O objetivo era visitar todos os domicílios até janeiro, mas a meta foi adiada para o fim de fevereiro. As equipes de inspeção, que têm o reforço de oficiais das Forças Armadas, encontram empecilhos nas buscas. No Rio, por exemplo, são barradas em morros dominados pelo tráfico ou em residências onde podem encontrar objetos ilícitos, como contrabando. O governo entrou tarde nessa guerra, dando maiores demonstrações de preocupação depois que o assunto chegou ao exterior.

No Planalto, comenta-se que Dilma está "à procura do seu Oswaldo Cruz", uma referência ao médico sanitarista que, no início do século XX erradicou a febre amarela, também transmitida por um mosquito. As medidas adotadas pelo médico na ocasião, como as inspeções domiciliares, levaram à erradicação do mosquito.

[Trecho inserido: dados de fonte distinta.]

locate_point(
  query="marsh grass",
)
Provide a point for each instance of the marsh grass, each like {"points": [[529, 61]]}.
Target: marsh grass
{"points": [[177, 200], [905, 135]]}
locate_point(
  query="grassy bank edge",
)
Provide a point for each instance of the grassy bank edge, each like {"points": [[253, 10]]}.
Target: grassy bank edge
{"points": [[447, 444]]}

Em 1958, o Brasil foi considerado livre do Aedes aegypti pela Organização Mundial de Saúde (OMS). No entanto, a erradicação não alcançou a totalidade do continente americano e o vetor permaneceu nos países vizinhos. Pesquisadores da Fiocruz atribuem ao "relaxamento das medidas de controle" do governo a reintrodução do mosquito no país no fim dos anos 60.

"Eles [o governo] estão um pouco perdidos, mas sabem que precisam controlar o mosquito com o máximo de opções possíveis", disse ao Valor uma fonte que acompanha reuniões do grupo interministerial criado por Dilma para o combate à epidemia. Uma das propostas recentes, ainda em discussão, é importar o modelo do Ministério da Agricultura de combate às pragas agrícolas, como a mosca das frutas e a da bicheira.

A ideia é recorrer aos aviões agrícolas, usados para pulverizar defensivos nas lavouras, na fase inicial de supressão de populações do mosquito. Estão em discussão o uso de inseticidas, inseticidas biológicos e o mosquito transgênico desenvolvido pela Universidade Estadual de São Paulo (Unesp).

O descontrole da epidemia assombra o governo, que receia a contaminação da principal agenda positiva de Dilma neste ano, a Olimpíada do Rio de Janeiro. A Embratur espera receber 400 mil turistas. A OMS alertou que o zika vírus vai se espalhar pelas Américas, menos Canadá e Chile. O Centro de Prevenção e Controle de Doenças dos Estados Unidos recomendou que grávidas e mulheres em idade reprodutiva adiem viagens para 14 países americanos afetados pelo vírus, inclusive o Brasil.

"A Olimpíada é algo para se preocupar por conta da probabilidade maior de incidência de doenças em lugares de grandes aglomerados de pessoas", diz Carlos Magno Fortaleza, professor da Faculdade de Medicina da Unesp de Botucatu (SP) e médico infectologista com experiência na área de saúde pública.

O general Adriano Pereira, secretário nacional de Defesa Civil, é enfático ao afirmar que é preciso vencer a batalha. "Não há solução tecnológica que possa ser utilizada para evitar a explosão ainda maior pelas doenças causadas pelo Aedes aegypti, não temos vacinas, e nenhuma tecnologia pronta."